A consolidated series of structured data for cloud identity and access management systems, including datasets for AWS, Azure, and Google Cloud.

It is currently being used to support:

• iamlive
• iamfast
• aws.permissions.cloud
• azure.permissions.cloud
• gcp.permissions.cloud
• claws
• LocalStack
• Access Undenied

Tooling which assists in the generation of some datasources is located in the util/ directory.

AWS

For Amazon Web Services IAM, the primary datasources are map.json and iam_definition.json.

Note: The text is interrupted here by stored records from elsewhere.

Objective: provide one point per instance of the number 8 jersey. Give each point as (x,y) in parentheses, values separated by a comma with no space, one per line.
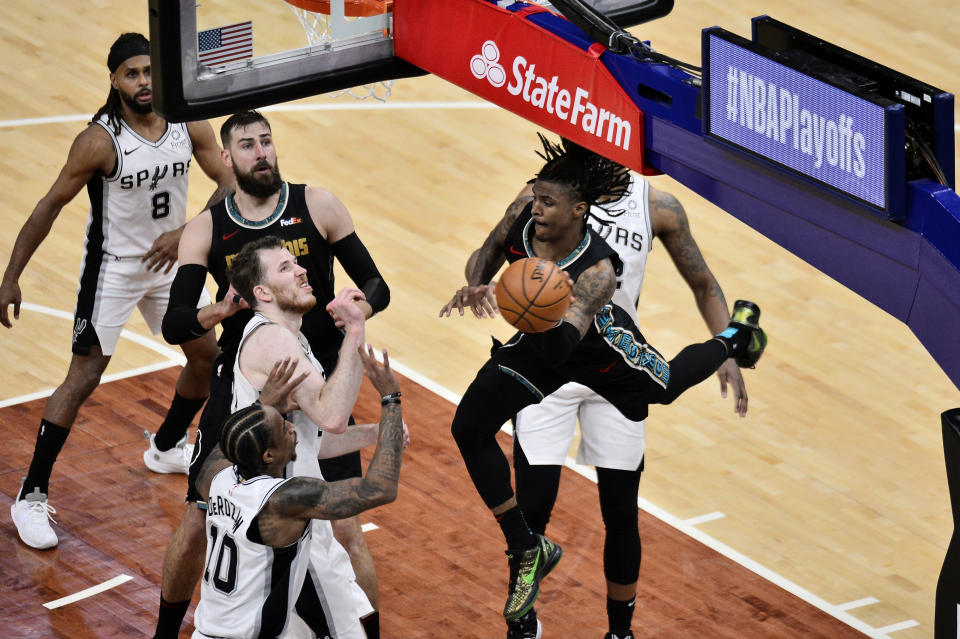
(248,589)
(146,194)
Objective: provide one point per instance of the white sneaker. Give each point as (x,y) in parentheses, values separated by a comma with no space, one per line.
(175,460)
(31,516)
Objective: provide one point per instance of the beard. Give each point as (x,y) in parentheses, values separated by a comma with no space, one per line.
(294,305)
(256,185)
(137,107)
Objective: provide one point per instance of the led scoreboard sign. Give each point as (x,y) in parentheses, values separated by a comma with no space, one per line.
(759,101)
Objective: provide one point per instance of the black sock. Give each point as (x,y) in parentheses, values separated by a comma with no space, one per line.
(50,439)
(174,427)
(170,618)
(620,615)
(371,625)
(515,530)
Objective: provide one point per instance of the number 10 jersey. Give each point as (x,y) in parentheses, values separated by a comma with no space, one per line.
(144,196)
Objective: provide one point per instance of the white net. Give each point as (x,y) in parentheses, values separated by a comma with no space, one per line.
(317,27)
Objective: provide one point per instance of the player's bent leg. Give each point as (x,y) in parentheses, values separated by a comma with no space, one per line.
(622,548)
(537,488)
(350,535)
(31,512)
(168,450)
(182,568)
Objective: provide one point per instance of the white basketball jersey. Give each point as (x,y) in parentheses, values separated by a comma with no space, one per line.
(247,588)
(308,435)
(630,234)
(146,194)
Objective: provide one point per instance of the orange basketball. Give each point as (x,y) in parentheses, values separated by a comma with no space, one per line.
(533,294)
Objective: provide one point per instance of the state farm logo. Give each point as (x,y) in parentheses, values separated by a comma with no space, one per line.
(546,92)
(484,65)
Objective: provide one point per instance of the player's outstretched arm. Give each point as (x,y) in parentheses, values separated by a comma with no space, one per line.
(182,321)
(210,159)
(92,151)
(162,254)
(305,498)
(484,263)
(670,224)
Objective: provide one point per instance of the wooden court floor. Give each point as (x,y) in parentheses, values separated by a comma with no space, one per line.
(438,552)
(834,483)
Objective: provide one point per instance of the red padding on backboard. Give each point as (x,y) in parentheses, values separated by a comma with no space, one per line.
(508,60)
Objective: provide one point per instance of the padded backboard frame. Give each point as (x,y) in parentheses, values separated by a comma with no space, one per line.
(185,90)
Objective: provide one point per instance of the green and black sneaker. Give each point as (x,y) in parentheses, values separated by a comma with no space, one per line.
(527,568)
(746,317)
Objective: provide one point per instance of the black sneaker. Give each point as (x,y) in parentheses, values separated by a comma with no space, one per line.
(526,627)
(746,317)
(527,568)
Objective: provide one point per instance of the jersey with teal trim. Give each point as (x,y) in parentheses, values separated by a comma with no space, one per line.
(627,228)
(248,588)
(291,222)
(144,196)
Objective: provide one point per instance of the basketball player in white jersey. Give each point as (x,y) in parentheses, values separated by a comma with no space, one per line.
(134,165)
(613,444)
(258,524)
(267,276)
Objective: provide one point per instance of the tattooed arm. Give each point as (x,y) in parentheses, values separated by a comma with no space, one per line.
(593,289)
(670,224)
(484,263)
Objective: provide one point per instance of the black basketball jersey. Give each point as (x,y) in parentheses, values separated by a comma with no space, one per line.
(592,249)
(292,223)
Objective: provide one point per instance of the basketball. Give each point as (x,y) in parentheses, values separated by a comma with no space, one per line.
(533,294)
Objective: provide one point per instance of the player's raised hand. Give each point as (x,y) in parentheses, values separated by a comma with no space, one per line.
(9,294)
(232,302)
(344,308)
(380,375)
(729,373)
(278,389)
(163,253)
(478,298)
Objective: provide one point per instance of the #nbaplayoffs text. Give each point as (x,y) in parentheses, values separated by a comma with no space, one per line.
(776,113)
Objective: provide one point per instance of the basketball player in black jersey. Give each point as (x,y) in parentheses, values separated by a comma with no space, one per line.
(316,228)
(596,344)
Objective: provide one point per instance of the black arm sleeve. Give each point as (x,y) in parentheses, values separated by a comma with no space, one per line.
(358,264)
(180,323)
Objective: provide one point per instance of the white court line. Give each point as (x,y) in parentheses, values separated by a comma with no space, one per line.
(89,592)
(691,531)
(859,603)
(345,106)
(903,625)
(174,357)
(693,521)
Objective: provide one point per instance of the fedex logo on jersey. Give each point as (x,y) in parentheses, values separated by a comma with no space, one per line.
(513,58)
(572,105)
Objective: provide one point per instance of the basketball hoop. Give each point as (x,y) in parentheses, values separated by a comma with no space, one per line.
(315,18)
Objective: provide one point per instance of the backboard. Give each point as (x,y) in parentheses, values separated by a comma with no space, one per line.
(220,56)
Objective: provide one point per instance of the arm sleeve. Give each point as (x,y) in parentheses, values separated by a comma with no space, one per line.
(180,323)
(358,264)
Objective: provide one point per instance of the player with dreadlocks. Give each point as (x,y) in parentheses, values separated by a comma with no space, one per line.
(596,343)
(135,166)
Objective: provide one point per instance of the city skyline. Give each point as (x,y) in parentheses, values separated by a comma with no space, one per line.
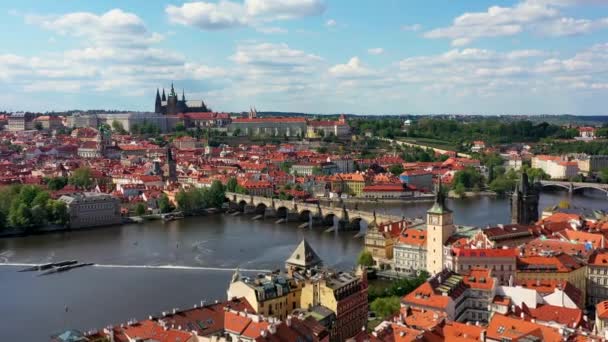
(316,56)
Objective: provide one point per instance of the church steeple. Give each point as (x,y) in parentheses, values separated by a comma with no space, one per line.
(157,103)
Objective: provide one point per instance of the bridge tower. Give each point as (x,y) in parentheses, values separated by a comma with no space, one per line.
(524,202)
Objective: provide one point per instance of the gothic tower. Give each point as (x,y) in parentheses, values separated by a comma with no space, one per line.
(172,105)
(171,174)
(524,202)
(158,106)
(439,227)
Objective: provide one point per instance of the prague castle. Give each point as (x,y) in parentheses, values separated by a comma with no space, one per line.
(172,105)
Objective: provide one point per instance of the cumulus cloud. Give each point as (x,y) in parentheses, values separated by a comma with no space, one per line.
(412,27)
(538,16)
(375,51)
(229,14)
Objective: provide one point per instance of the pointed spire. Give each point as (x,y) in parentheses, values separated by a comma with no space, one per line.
(236,276)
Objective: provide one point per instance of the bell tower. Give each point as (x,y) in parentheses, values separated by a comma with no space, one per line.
(439,228)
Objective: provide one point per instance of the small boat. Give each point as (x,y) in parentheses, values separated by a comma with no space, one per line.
(50,265)
(65,268)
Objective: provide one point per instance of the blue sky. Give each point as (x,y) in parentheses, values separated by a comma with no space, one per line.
(318,56)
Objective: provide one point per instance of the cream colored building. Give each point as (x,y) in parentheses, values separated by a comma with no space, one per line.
(272,295)
(440,227)
(90,209)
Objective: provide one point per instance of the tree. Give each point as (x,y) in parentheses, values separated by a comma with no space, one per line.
(365,259)
(164,204)
(140,209)
(118,127)
(396,169)
(231,184)
(387,306)
(56,183)
(180,127)
(82,178)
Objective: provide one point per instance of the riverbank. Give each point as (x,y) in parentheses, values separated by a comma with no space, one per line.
(355,200)
(471,194)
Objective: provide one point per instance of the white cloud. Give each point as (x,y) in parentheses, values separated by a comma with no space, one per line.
(538,16)
(113,28)
(229,14)
(411,28)
(352,69)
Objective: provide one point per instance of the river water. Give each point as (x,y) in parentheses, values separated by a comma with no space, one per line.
(152,267)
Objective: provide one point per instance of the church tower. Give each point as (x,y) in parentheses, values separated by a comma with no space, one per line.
(158,106)
(524,202)
(172,105)
(439,227)
(171,175)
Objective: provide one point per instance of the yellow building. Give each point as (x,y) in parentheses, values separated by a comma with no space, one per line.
(440,227)
(272,295)
(557,267)
(380,245)
(343,293)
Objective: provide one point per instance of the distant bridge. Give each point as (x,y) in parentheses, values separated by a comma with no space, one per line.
(574,186)
(303,212)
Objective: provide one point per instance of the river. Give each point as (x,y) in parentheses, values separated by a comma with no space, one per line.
(195,256)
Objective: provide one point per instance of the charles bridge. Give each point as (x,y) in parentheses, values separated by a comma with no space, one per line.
(315,213)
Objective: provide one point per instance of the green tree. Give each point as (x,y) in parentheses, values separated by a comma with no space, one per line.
(365,259)
(118,127)
(81,178)
(386,306)
(231,184)
(56,183)
(396,169)
(164,204)
(180,127)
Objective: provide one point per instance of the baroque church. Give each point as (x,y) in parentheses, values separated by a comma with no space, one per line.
(172,105)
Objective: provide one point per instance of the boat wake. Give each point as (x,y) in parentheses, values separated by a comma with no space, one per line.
(160,267)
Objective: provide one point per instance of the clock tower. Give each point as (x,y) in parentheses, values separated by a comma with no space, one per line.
(439,227)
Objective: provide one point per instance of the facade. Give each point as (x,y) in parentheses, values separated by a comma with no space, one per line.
(271,295)
(48,122)
(440,227)
(409,252)
(420,179)
(20,122)
(597,277)
(557,267)
(325,128)
(601,318)
(592,163)
(345,294)
(502,262)
(172,105)
(524,202)
(386,191)
(461,297)
(556,167)
(270,126)
(88,209)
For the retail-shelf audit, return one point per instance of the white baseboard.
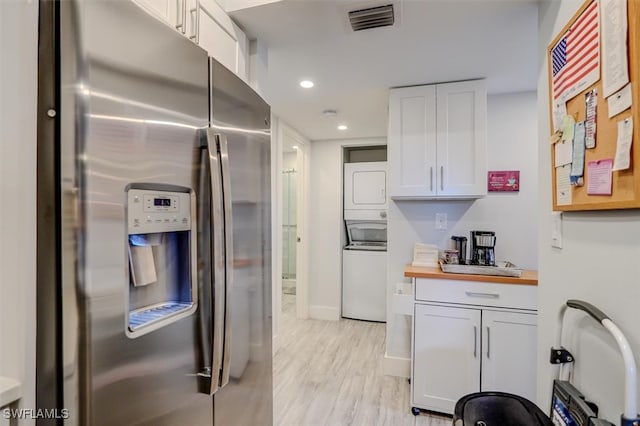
(326, 313)
(395, 366)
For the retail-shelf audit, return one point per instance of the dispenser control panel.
(158, 211)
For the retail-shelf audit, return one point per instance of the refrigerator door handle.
(215, 254)
(228, 236)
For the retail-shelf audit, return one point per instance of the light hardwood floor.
(330, 373)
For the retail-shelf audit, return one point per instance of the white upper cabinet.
(205, 23)
(437, 141)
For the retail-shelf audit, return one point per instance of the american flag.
(576, 56)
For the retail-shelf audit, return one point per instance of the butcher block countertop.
(528, 277)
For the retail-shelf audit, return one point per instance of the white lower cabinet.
(446, 357)
(461, 349)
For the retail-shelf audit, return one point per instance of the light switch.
(556, 229)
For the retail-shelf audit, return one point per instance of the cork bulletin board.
(593, 172)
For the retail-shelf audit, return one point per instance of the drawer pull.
(488, 342)
(484, 295)
(475, 341)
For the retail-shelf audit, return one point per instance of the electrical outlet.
(441, 221)
(556, 229)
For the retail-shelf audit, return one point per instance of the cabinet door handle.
(195, 21)
(484, 295)
(488, 342)
(180, 15)
(431, 178)
(475, 341)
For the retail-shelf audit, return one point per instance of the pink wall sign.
(508, 181)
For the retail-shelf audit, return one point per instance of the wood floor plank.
(330, 373)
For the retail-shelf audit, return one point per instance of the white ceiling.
(432, 41)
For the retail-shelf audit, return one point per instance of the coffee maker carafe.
(483, 248)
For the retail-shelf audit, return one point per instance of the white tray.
(481, 270)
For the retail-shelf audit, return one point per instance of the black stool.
(498, 409)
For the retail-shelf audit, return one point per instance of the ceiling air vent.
(372, 17)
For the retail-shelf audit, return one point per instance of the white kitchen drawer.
(477, 293)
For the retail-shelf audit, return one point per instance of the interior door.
(446, 362)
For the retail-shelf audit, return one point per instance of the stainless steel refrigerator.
(154, 240)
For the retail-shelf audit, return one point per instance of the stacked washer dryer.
(364, 258)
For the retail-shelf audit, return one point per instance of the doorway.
(293, 222)
(289, 219)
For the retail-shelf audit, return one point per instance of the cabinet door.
(174, 13)
(412, 142)
(222, 38)
(446, 356)
(509, 352)
(461, 140)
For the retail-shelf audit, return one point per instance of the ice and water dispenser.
(161, 238)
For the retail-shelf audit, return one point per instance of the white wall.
(326, 228)
(512, 145)
(598, 263)
(18, 83)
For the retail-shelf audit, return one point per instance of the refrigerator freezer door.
(133, 94)
(241, 117)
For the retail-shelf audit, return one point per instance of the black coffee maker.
(483, 248)
(460, 244)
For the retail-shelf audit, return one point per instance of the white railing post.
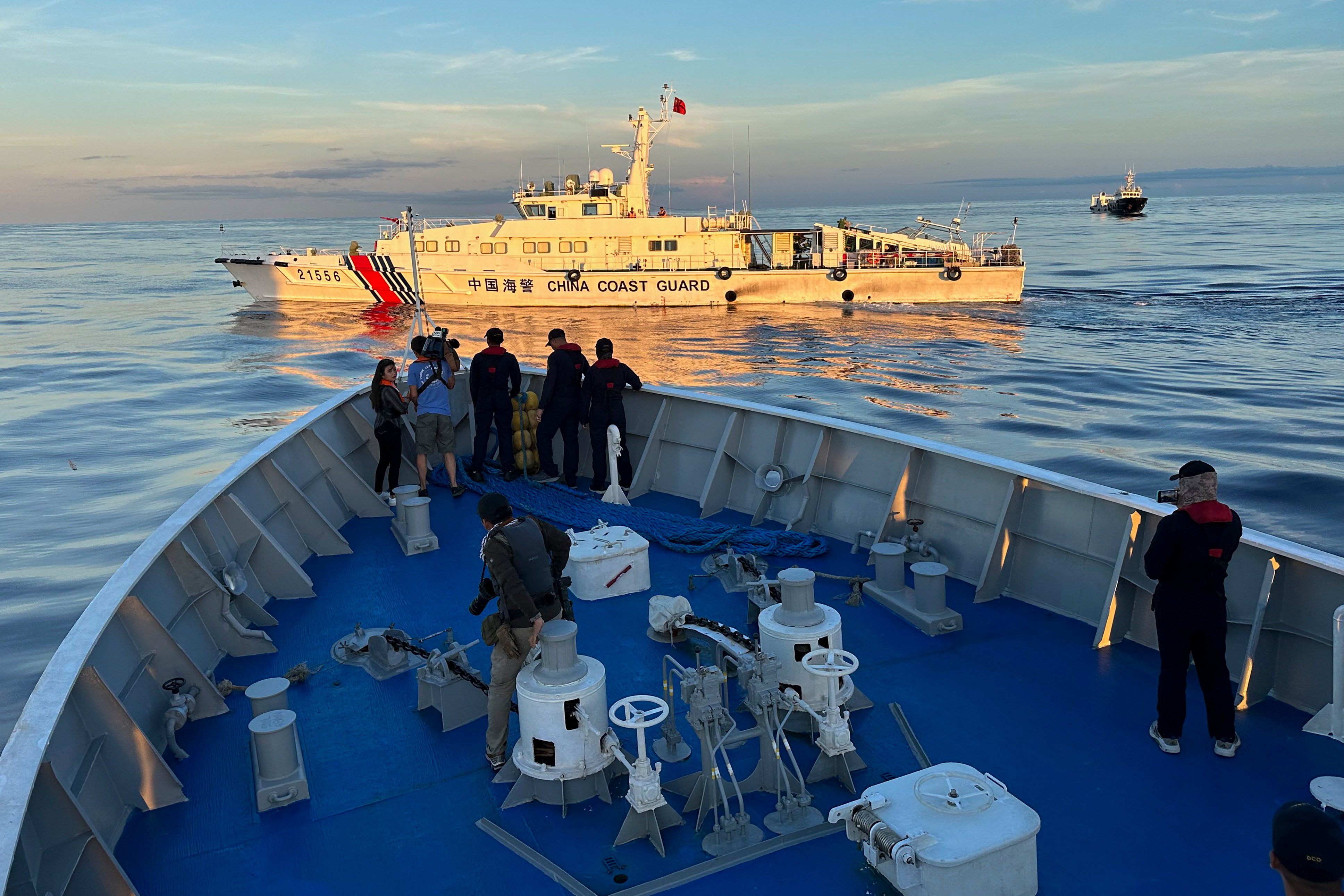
(1330, 721)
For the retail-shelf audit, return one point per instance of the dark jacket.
(516, 604)
(1190, 554)
(565, 370)
(495, 372)
(603, 387)
(392, 410)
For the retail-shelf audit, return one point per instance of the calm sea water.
(131, 372)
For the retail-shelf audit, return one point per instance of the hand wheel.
(636, 717)
(830, 663)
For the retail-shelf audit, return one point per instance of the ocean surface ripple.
(132, 372)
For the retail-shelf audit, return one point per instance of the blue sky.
(124, 112)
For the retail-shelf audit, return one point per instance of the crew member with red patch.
(1188, 559)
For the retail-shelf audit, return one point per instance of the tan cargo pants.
(503, 675)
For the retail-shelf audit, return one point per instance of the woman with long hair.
(389, 406)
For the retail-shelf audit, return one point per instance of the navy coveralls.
(495, 379)
(601, 405)
(560, 400)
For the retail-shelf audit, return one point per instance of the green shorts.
(435, 434)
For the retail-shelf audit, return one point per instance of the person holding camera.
(495, 381)
(430, 377)
(389, 408)
(525, 559)
(1188, 559)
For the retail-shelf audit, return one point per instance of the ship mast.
(646, 129)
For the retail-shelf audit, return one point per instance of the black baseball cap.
(494, 508)
(1310, 843)
(1194, 468)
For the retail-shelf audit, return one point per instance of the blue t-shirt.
(436, 398)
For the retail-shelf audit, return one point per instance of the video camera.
(435, 344)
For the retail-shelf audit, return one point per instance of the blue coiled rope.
(572, 508)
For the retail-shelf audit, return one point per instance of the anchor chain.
(397, 644)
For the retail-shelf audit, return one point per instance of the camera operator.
(525, 559)
(1188, 559)
(430, 377)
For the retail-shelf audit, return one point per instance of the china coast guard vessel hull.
(597, 244)
(287, 550)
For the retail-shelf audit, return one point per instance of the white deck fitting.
(88, 747)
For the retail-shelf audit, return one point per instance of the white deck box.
(967, 834)
(607, 562)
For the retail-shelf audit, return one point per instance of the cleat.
(1166, 745)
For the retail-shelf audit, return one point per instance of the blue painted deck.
(1019, 694)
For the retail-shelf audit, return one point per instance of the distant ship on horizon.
(1128, 201)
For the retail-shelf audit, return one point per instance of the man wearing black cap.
(1308, 851)
(600, 406)
(495, 379)
(558, 409)
(1188, 559)
(525, 559)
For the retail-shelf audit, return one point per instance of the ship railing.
(991, 257)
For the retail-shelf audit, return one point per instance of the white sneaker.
(1166, 745)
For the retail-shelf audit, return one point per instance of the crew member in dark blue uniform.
(1188, 559)
(601, 405)
(558, 409)
(495, 381)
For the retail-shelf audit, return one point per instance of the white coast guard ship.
(597, 244)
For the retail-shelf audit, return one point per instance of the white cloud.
(1245, 17)
(507, 61)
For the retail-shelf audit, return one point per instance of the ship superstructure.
(597, 242)
(1127, 201)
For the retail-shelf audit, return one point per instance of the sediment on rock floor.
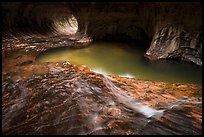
(60, 98)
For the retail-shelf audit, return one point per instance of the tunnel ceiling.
(169, 27)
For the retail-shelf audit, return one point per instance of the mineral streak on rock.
(62, 98)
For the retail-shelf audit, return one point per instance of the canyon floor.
(63, 98)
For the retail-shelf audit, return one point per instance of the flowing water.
(125, 60)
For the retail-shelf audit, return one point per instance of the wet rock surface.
(171, 42)
(62, 98)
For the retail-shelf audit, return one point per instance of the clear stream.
(125, 60)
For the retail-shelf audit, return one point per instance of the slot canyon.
(102, 68)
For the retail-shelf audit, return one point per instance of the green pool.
(125, 60)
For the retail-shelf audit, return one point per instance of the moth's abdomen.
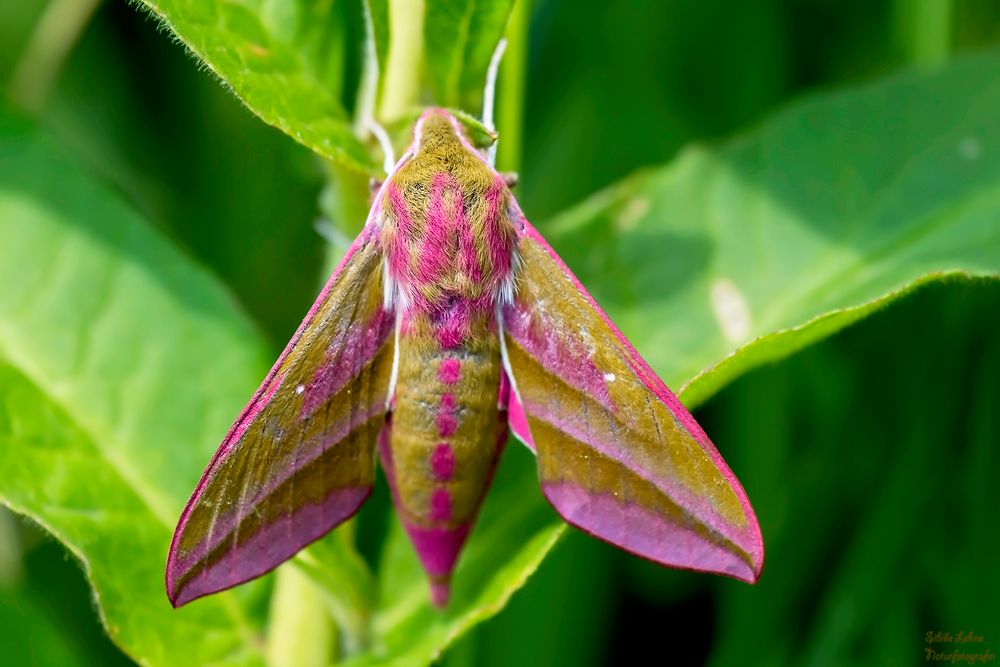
(445, 437)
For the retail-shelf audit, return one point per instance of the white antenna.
(369, 92)
(489, 95)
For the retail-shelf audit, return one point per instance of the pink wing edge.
(260, 398)
(518, 422)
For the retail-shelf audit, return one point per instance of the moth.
(449, 322)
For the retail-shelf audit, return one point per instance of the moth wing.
(300, 459)
(618, 455)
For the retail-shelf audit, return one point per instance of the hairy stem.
(513, 69)
(300, 632)
(923, 30)
(401, 86)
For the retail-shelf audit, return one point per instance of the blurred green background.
(871, 458)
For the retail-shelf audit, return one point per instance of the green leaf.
(283, 60)
(730, 258)
(121, 365)
(831, 210)
(459, 39)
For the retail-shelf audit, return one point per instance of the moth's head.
(437, 129)
(441, 129)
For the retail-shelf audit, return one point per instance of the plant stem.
(300, 632)
(401, 87)
(513, 72)
(923, 30)
(57, 31)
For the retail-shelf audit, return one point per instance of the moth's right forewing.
(618, 455)
(300, 459)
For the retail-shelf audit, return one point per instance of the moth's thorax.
(446, 229)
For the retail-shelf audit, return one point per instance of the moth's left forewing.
(618, 455)
(300, 459)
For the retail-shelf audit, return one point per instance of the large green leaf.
(284, 60)
(121, 364)
(726, 259)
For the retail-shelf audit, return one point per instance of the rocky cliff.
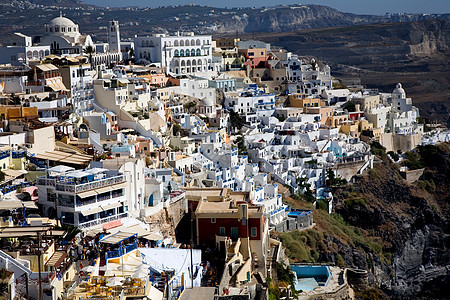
(380, 55)
(398, 232)
(412, 224)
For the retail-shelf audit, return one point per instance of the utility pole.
(39, 265)
(192, 246)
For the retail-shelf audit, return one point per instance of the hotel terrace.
(83, 198)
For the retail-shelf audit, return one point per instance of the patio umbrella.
(89, 269)
(125, 268)
(139, 275)
(115, 281)
(143, 267)
(104, 268)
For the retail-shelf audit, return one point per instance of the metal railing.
(102, 221)
(70, 186)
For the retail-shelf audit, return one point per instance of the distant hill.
(380, 55)
(28, 16)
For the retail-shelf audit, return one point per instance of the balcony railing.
(102, 221)
(78, 188)
(121, 251)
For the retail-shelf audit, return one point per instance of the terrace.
(80, 181)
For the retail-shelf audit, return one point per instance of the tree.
(90, 51)
(235, 120)
(131, 53)
(242, 149)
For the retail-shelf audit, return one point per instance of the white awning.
(111, 206)
(117, 237)
(153, 236)
(103, 190)
(119, 186)
(91, 211)
(14, 173)
(87, 194)
(15, 204)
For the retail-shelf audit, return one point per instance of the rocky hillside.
(203, 19)
(397, 231)
(380, 55)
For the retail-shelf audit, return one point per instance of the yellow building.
(12, 112)
(297, 100)
(350, 129)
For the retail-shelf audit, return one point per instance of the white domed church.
(63, 37)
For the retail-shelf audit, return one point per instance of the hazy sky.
(378, 7)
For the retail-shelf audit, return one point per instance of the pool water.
(310, 277)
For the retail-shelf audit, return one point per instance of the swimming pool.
(310, 277)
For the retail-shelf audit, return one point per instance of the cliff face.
(412, 225)
(380, 55)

In order to assist with the creation of the map.json file, a custom mapping tool may be used to accelerate the process. The mapping tool is currently hosted at: https://iann0036.github.io/iam-dataset/util/index.html#

map.json

A comprehensive mapping from SDK calls to IAM actions, typically created with the assistance of the mapping tool.

map.json Template Syntax

${PropertyName} - Variable substitution for the PropertyName property

. - A property within an object/map

[] - For each value within the array

%%urlencode%${PropertyName}%% - Performs a URL-encoding on the PropertyName property

%%many%${PropertyName}%${PropertyName2}%${PropertyName3}%% - For each of the PropertyName, PropertyName2 & PropertyName3 properties (any length)

%%iftemplatematch%${ArnProperty}%% - Only valid if the template matches the resource type's template

%%iftruthy%${PropertyName}%ValueIfTrue%ValueIfFalse%% - Truthy test

%%regex%${PropertyName}%/(.+)/g%% - Returns first capture group of Regex

iam_definition.json

A scraping of the AWS Service Authorization Reference, the AWS-provided reference of known IAM actions. It is generated using work from Parliament.

The file does have some post-crawl patching actions.

managedpolicies/name.json

The details of all AWS Managed Policies, including flags for whether the managed policy contains high sensitivity actions.

Azure

For Azure, the primary datasource is built-in-roles.json.

provider-operations.json

The direct output of the command az provider operation list which retrieves all operations from all providers.

built-in-roles-raw.json

The output of the command az role definition list with a query for all built-in roles.

built-in-roles.json

The aggregation of thr built-in roles and provider operations permitted by those built-in roles.

Google Cloud

For Google Cloud, the primary datasources are methods.json, permissions.json and role_permissions.json.

predefined_roles.json

The result of the command gcloud iam roles list, including deleted roles, showing all predefined roles.

map.json

A map of IAM permissions required for each method. [WORK IN PROGRESS]

methods.json

The combination of the methods extracted from the Google Cloud Go SDK.

methods_ext.json

Same as methods.json, but with parameter information.

permissions.json

IAM Permissions as defined by the online IAM permissions reference.

role_permissions.json

A mapping of each permission and the roles which the permission has, including whether the containment is undocumented per the IAM permission reference.

roles/name.json

The result of the command gcloud iam roles describe "$name" for all built-in roles.